The 46th District Court, while seated in Southfield, not only serves that community but also Lathrup, Beverly Hills, Bingham Farms, and Franklin Village. Within these communities are many diverse cultures and Nance recognizes that this diversity should be celebrated.
“I want to let the diverse culture in this community know that we are a court that represents everyone and I want to be a judge that would represent everyone in the community,” Nance noted.
“We forget sometimes how important diversity is. Everybody is not the same. Everybody does not come from the same place with the same experience with the same education or the same opportunities and the same customs and traditions, but I think that’s what makes it so beautiful.”
Nance is also a firm believer in alternative and individualized sentencing.
“I don’t believe in cookie cutter approaches to sentencing,” she said. “I’m looking for all kinds of alternatives to jail – alternative sentencing programs.”
Sentencing that uses various technologies, such as GPS and alcohol monitoring; intervention programs; and various specialty courts, such as mental health courts; are among those on Nance’s radar.
“I think largely my philosophy on sentencing is to reduce recidivism.
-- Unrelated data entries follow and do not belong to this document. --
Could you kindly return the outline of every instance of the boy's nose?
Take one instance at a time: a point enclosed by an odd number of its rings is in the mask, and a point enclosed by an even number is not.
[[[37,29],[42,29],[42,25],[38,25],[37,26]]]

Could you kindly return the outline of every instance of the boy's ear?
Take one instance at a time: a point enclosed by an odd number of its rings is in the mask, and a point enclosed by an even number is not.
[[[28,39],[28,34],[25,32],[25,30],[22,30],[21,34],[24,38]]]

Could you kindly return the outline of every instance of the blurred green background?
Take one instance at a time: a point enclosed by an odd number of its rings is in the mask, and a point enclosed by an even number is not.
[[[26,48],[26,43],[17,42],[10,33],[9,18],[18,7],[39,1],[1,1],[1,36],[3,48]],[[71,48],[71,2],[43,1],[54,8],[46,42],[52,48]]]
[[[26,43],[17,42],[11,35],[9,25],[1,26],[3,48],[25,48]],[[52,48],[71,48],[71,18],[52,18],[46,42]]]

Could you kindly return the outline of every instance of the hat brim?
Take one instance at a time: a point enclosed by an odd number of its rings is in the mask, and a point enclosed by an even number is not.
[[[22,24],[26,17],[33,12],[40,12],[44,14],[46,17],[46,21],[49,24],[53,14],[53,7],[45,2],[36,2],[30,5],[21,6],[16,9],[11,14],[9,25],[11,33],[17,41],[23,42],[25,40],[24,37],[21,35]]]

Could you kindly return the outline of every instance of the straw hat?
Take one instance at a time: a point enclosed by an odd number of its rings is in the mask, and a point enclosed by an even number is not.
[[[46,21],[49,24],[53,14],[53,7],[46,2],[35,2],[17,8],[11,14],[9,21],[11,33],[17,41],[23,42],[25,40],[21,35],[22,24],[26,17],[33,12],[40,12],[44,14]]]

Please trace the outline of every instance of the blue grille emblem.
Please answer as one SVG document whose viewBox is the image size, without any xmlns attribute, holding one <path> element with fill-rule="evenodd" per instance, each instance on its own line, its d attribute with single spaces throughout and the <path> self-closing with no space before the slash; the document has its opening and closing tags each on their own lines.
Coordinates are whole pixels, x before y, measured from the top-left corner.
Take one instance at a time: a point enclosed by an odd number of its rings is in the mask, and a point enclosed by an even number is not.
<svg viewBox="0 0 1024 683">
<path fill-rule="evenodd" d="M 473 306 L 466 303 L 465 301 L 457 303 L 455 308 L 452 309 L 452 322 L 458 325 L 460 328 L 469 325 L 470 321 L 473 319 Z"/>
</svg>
I want to reduce the opportunity that person will be back again because that’s best for the community and that’s best for the individual.”
“Cookie cutter” sentences aside, the law must be applied.
“The part about being a judge that you have to understand is that I don’t get to make the law – I have to follow the law,” she said. “I want to do that with compassion and sensitivity.”
In her quest to accomplish this, Nance has taken it upon herself to learn all she can to be the best she can in her new role.
“I work late and love it and take files home and review them before the cases come up and read the briefs and I just enjoy the legal arguments, I enjoy – still – researching some of the legal arguments on my own to understand this is the plaintiff’s position, this is the defendant’s position, and where the law lies in my opinion because I’ve got to make a decision. 
“It fills my evenings and weekends and I have tried to put my hands on everything I can about the court system, the jury system, and what makes jurors tick. I’ve just become a voracious reader regarding this whole process,” Nance said. “I’m trying to learn everything I can about my new role to make sure that I’m the kind of judge that I want to be.”